De acordo com Mantega, o BNDES havia solicitado R$ 50 bilhões ao Tesouro para execução de um programa de R$ 116 bilhões em investimentos. "Estamos dando os R$ 50 bilhões que eles pediram e mais R$ 50 bilhões. Com isso, eles terão R$ 166 bilhões para aplicar em 2009", disse sem dar maiores detalhes.
Os R$ 100 bilhões significam, segundo ele, recursos para investimentos no Brasil a custo reduzido, abaixo do mercado, e terão como consequência a criação de empregos. "É assim que nós enfrentamos a crise econômica mundial: mantendo o nível de investimentos. Estamos assegurando recursos para as empresas continuarem investindo. Isso significa geração de empregos. Nossa preocupação explícita é com a manutenção e geração de empregos", disse ao destacar que há uma demanda significativa por crédito para investimentos e que mesmo diante da crise não houve desistências significativas nos pedidos ao BNDES.
O ministro assegurou que, com essa oferta de crédito, não haverá recessão na economia brasileira em 2009 e que o País manterá taxas de crescimento positivas. Segundo Mantega, o governo tem instrumentos para garantir a expansão da economia.
Impacto fiscal
Mantega afirmou que o repasse de R$ 100 bilhões ao BNDES não terá impacto fiscal para o governo, uma vez que se trata de uma operação eminentemente financeira. "O impacto fiscal é zero, pois é um empréstimo financeiro. O Tesouro faz um crédito (para o BNDES) e tem algo a receber", argumentou. Mantega afirmou que para a operação será necessária uma medida provisória e informou que todo o repasse para o BNDES será feito em reais, embora uma parte (30%) será remunerada com taxa de juros em dólar.

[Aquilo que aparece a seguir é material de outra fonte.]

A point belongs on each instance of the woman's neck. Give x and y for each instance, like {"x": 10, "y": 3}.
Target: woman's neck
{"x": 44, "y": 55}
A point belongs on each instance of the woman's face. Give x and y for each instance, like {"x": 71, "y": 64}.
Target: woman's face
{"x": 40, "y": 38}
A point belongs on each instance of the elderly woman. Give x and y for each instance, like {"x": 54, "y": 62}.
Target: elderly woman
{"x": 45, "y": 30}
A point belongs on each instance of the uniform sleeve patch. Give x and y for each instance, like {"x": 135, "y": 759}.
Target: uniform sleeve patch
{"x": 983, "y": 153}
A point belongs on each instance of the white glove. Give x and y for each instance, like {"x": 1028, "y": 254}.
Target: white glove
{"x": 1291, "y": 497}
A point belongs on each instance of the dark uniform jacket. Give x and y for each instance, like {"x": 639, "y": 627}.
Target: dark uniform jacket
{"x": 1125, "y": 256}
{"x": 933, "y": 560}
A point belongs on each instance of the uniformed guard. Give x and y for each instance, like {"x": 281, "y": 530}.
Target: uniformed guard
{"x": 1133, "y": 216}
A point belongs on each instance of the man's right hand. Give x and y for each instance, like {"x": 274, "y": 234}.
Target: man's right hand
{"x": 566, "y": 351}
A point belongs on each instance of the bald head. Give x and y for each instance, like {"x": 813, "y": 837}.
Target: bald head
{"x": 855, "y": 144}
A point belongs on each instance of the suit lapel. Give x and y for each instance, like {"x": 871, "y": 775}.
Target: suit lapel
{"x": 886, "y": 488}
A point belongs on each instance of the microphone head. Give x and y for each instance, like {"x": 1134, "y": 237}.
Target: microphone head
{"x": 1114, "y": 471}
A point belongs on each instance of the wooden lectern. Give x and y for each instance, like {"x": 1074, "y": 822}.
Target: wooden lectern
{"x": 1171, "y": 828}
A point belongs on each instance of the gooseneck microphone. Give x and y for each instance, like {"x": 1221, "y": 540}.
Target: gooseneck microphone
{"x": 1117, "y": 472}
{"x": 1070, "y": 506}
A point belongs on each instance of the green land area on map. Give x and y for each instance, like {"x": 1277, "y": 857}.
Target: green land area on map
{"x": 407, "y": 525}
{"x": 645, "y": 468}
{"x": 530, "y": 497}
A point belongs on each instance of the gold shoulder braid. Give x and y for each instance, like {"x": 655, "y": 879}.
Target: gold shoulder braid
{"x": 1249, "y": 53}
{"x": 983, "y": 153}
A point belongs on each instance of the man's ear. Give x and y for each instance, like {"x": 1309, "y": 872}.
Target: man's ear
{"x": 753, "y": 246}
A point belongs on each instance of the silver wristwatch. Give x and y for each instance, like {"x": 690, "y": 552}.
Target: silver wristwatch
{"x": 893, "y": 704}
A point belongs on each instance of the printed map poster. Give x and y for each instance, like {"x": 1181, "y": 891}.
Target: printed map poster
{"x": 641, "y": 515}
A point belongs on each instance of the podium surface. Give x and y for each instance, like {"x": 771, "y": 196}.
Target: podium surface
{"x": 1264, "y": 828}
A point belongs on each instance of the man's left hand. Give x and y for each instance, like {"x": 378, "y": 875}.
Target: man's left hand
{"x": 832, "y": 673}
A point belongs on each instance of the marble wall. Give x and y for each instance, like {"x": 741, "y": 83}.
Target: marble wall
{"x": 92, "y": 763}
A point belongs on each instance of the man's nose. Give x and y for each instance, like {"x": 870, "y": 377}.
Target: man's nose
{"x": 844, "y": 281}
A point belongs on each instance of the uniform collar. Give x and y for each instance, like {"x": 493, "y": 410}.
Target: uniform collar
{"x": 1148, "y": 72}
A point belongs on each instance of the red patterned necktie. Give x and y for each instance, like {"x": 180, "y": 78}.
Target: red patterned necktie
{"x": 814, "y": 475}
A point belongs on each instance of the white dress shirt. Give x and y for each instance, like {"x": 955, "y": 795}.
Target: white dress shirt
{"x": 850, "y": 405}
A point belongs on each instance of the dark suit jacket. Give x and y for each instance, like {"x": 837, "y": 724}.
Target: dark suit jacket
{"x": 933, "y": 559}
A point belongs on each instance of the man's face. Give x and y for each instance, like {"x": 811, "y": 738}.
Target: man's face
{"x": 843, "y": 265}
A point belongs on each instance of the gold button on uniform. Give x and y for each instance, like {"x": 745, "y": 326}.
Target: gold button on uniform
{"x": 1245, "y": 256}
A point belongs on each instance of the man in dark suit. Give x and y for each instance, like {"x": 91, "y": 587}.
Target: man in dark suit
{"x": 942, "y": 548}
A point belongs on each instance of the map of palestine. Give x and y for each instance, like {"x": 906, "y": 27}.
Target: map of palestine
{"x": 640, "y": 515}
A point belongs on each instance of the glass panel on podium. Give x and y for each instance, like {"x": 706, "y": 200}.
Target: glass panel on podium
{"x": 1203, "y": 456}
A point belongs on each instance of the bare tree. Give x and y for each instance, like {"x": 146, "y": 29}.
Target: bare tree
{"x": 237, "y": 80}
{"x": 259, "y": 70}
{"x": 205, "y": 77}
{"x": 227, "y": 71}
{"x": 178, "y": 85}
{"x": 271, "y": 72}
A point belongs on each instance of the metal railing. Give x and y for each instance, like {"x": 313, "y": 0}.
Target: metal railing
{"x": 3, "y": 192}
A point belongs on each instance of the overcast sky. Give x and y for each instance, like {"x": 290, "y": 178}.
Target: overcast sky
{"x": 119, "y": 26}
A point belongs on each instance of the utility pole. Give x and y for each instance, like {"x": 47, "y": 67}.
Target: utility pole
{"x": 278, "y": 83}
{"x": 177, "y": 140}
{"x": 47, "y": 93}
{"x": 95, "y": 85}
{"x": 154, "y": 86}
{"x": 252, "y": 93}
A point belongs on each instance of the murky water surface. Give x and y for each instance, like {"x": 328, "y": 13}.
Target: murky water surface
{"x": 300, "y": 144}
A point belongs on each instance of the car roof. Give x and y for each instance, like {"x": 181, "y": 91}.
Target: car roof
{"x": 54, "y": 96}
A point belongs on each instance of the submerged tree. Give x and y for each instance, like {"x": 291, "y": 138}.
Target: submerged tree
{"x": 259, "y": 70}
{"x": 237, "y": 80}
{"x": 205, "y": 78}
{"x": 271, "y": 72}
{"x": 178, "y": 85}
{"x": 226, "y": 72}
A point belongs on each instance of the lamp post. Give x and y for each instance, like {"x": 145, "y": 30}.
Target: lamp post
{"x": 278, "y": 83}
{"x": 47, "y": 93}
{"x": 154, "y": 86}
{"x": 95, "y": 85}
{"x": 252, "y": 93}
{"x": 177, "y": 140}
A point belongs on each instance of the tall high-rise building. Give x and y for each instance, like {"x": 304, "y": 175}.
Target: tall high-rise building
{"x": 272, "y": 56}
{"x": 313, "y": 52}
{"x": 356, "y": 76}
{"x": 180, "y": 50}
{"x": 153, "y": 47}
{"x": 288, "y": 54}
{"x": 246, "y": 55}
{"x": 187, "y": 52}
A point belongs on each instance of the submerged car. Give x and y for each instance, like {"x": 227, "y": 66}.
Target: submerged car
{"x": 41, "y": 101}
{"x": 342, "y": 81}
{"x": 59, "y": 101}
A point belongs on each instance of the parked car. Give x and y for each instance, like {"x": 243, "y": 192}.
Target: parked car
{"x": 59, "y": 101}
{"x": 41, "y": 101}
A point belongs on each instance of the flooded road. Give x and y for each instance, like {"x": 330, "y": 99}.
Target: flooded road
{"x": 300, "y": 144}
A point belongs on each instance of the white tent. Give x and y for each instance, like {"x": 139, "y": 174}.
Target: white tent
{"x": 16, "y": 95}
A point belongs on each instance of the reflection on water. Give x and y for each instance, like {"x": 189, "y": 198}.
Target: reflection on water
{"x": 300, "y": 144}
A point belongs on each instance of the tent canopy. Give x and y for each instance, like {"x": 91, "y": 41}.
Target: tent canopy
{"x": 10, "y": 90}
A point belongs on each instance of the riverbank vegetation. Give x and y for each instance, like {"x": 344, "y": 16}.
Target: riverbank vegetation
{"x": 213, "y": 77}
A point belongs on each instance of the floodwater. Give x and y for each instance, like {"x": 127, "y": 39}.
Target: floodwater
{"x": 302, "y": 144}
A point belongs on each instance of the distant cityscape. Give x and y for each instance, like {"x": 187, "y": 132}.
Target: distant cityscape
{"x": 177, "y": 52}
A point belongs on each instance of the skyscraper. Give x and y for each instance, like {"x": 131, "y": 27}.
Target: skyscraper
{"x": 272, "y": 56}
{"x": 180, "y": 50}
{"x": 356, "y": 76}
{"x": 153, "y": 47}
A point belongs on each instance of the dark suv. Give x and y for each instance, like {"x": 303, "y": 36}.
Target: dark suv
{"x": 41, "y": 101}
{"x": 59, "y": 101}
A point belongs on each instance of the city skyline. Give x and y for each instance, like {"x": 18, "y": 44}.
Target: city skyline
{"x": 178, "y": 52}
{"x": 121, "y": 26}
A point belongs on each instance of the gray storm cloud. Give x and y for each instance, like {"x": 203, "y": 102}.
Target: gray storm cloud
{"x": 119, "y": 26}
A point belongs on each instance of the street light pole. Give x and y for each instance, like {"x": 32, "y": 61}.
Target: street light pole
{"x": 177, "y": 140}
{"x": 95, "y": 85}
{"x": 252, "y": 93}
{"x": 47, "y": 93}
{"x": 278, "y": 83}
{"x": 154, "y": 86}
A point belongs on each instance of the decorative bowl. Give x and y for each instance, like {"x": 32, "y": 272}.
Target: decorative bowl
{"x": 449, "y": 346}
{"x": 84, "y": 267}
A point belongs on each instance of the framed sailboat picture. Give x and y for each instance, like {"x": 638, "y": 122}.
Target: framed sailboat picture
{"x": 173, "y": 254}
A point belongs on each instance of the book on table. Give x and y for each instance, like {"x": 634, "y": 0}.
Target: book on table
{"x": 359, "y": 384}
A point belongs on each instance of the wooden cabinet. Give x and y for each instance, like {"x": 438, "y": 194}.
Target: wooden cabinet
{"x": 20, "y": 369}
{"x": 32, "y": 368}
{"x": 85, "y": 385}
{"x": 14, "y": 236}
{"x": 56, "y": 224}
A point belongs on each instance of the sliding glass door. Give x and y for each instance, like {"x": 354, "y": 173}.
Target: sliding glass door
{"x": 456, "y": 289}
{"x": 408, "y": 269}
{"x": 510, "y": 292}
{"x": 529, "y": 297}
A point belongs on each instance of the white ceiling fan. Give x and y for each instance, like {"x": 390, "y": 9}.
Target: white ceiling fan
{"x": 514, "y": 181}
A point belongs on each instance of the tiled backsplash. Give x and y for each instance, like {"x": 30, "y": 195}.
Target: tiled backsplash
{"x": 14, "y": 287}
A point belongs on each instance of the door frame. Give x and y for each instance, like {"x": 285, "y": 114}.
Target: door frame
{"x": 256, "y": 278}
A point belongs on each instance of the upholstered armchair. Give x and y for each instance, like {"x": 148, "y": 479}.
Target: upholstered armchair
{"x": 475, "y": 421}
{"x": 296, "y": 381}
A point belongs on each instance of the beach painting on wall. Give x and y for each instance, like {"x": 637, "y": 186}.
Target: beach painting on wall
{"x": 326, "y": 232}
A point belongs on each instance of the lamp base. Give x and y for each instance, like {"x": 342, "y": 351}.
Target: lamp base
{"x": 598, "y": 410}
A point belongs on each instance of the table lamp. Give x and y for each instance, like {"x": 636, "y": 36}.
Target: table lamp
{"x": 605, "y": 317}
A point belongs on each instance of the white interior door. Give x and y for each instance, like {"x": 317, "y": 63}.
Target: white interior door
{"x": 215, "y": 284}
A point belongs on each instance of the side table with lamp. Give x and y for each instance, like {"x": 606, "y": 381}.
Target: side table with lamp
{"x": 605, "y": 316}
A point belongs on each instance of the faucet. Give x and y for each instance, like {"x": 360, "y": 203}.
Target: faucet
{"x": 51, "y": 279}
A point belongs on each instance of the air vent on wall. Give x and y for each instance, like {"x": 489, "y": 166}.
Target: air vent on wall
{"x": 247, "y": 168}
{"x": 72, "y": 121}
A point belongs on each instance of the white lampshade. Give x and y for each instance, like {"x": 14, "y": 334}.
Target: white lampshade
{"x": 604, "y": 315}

Mantega informou que a medida provisória autorizando a liberação será publicada nesta sexta-feira (23/01) no Diário Oficial da União. Segundo ele, a engenharia financeira da operação levará em conta a liberação de títulos para o BNDES e parte do superávit financeiro das contas do governo federal. Ele disse que o volume de cada parte (títulos ou superávit) ainda não está definido.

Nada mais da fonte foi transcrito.